El descubrimiento del poema

—¿Qué marcó en tu infancia el destino poético?

—El destino que se resume en esta petición de principio comenzó, siendo yo niño, con la repercusión que en mi crianza tuvo la calidad, al mismo tiempo amorosa y mundanal, del habla que en mi casa me anidaba y en el caserío a orillas del río Meta donde vivíamos, me abarcaba. Los primeros trazos de supuesta poesía con que tropecé, o no tuvieron nada que ver conmigo o yo no tuve nada que ver con ellos.
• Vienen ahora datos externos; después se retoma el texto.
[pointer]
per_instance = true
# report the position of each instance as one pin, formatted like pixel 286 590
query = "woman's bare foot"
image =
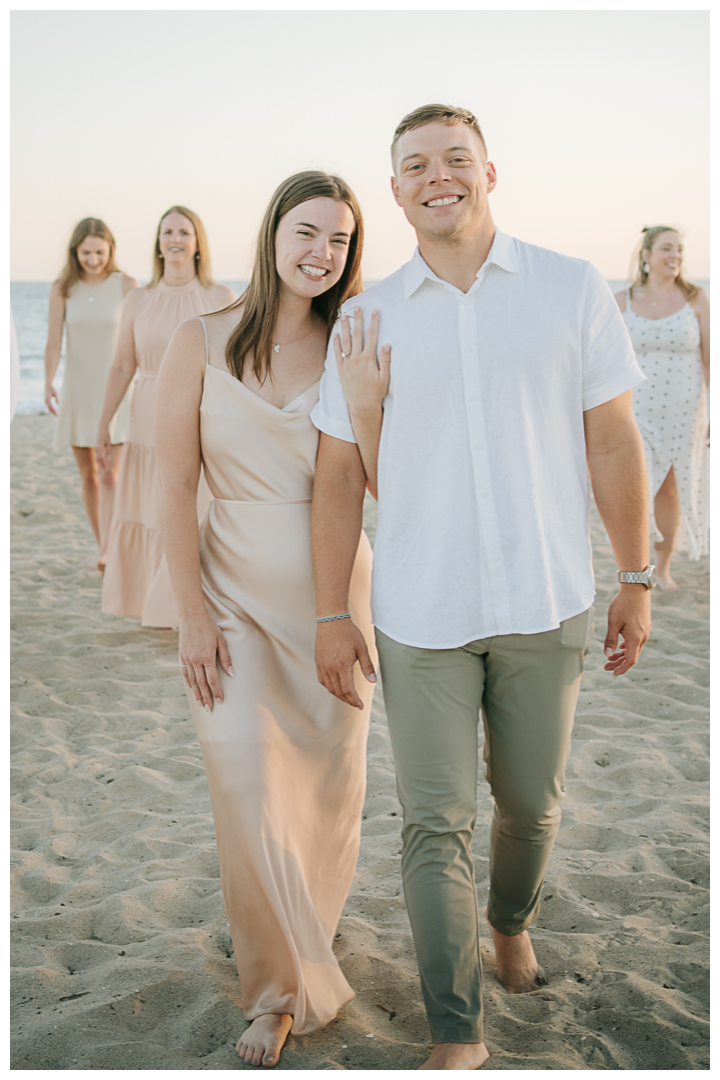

El descubrimiento del poema y el apasionamiento por la poesía se me dan junto con el descubrimiento de las artes contemporáneas en la biblioteca del Liceo Pedro Gual en Valencia; con la simpatía que me despertaron, al verlas en la prensa, algunas figuras emergentes de las letras y las artes; y con el encuentro, a través de Oswaldo Trejo, de los amigos que estas preguntas invocan. Mis primeros poemas son de 1955 y fueron generosamente publicados en la revista caraqueña Cruz del Sur.

—Hay gente siempre definiendo lo que es poesía y hasta apropiándose de la poesía, aunque es tan inatrapable. ¿Tienes una idea que te defina lo que es poesía?

—Para mí, y ojalá que en mí, la poesía es un prodigio verbal que sólo se alcanza desde el máximo de exigencia hacia nuestra subjetividad, y el máximo de libertad frente a nuestro idioma.

—¿Qué duele más hoy en día? ¿Qué te conmueve más?

—Lo que más me duele hoy en día es la repercusión que está teniendo, en las condiciones y el sentimiento de la vida de nuestra gente, el proceso de trituración a que está siendo sometido el país.

Lo que más me conmueve es el temple vivaz y solidario que, a pesar de tantos pesares, mucha gente muestra en su trato con los demás y lo demás.